Prezentowany tekst jest skrótem referatu "Korespondencja Kazimierza Wiłkomirskiego źródłem do badań biograficznych (na przykładzie listów zachowanych w polskich bibliotekach). Rekonesans" wygłoszonego przez dr Bogumiłę Celer podczas konferencji "Spuścizny w zbiorach archiwalnych, bibliotecznych i muzealnych bazą źródłową w badaniach biograficznych", która odbyła się w Kaliszu w dniach 22-23 września 2022 r.
Celem referatu było ukazanie korespondencji jako ważnego źródła do opracowania biografii Kazimierza Wiłkomirskiego.
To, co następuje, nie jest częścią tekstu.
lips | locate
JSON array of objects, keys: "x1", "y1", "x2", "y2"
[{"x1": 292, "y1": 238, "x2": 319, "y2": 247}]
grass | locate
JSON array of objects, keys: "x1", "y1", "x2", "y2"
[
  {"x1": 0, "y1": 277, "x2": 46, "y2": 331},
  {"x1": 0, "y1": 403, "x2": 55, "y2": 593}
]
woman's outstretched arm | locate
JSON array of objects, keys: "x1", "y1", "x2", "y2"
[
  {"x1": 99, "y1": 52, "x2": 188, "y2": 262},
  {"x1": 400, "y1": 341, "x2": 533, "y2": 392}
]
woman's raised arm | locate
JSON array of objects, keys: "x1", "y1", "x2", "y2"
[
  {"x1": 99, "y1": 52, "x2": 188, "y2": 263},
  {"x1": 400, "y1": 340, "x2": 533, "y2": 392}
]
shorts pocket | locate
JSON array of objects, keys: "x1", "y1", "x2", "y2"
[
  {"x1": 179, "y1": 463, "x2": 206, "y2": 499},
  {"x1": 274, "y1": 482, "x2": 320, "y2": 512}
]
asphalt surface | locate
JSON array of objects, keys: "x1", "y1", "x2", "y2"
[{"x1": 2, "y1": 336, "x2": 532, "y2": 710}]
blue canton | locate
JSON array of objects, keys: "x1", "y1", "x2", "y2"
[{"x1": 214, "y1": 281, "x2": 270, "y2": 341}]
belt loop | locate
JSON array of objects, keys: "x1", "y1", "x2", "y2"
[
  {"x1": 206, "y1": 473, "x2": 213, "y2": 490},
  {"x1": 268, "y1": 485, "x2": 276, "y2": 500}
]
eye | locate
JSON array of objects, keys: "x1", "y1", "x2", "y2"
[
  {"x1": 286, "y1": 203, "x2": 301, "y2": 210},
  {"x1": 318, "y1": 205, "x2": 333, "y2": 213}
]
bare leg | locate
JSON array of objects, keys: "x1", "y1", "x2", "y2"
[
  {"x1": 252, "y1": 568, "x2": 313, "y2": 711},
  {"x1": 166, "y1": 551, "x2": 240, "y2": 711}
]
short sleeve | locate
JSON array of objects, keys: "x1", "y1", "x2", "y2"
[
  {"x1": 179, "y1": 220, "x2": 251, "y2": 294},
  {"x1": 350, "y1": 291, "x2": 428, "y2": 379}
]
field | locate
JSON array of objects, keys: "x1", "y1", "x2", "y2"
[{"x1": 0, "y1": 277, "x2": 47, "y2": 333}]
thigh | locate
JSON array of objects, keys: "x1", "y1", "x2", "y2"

Autorka zasygnalizowała wyniki kwerend dotyczących korespondencji K. Wiłkomirskiego w zasobach polskich archiwów i bibliotek.
Jak pisze biografka muzyka, Kinga Strzelecka: „Listy Wiłkomirskiego stanowią bogaty materiał mogący zainteresować nie tylko historyka sztuki czy muzykologa, ale także historyka literatury, psychologa czy charakterologa, zajmującego się osobowością artysty”[1].
Kazimierz Wiłkomirski przez całe swoje dorosłe życie, a trwało ono dziewięćdziesiąt pięć lat, prowadził niezwykle aktywną działalność muzyczną, dyrygencką, kompozytorską, naukową, dydaktyczną, organizatorską, czemu towarzyszyła obficie prowadzona korespondencja.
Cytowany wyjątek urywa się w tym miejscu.